The findings center on the individual known as the Golden Man, whose kurgan was excavated in 1969 in Kazakhstan and dates to roughly 400 BC to 300 BC.
DNA markers indicated the youth was likely male and belonged to the southern Saka subgroup of Scythians. His burial contained iron weapons, bronze artifacts, a silver bowl and more than 4,000 gold ornaments. Scientists also identified family connections across distant sites.
Kurgans of an elite man and his grandchildren were located more than 60 miles apart, and one grandchild buried with elite honors was only 1 year old. Nearly half of the 38 elite individuals examined were female, including the Princess of Urdzhar, whose kurgan held a gold headdress, stone altar and medicinal plants.
Elite kurgans reached up to 49 feet tall and 345 feet in diameter and often contained corridors, catacombs and side chambers with animal or relative remains.
Some bodies showed signs of mummification or postmortem trepanation.

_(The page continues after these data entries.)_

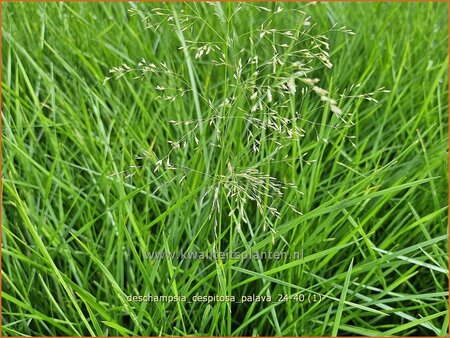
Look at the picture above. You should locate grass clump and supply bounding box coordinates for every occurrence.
[2,3,448,336]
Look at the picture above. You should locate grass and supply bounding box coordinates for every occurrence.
[2,3,448,336]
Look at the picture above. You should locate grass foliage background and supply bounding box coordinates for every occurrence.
[2,3,448,336]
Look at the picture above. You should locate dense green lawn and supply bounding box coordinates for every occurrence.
[2,3,448,336]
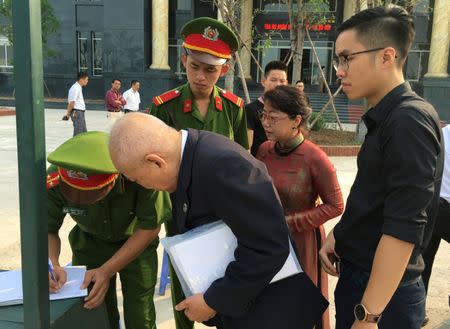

Iron Age populations overall were more genetically diverse than Bronze Age groups, yet elites formed a distinct genetic subgroup. Alicia R. Ventresca-Miller, associate professor of anthropology at the University of Michigan, said the lineage-based system was a key finding because wealth and status passed across generations.
Ainash Childebayeva, senior author and assistant professor at the University of Texas at Austin, noted that a 1-year-old receiving elite burial pointed to hereditary rather than merit-based status.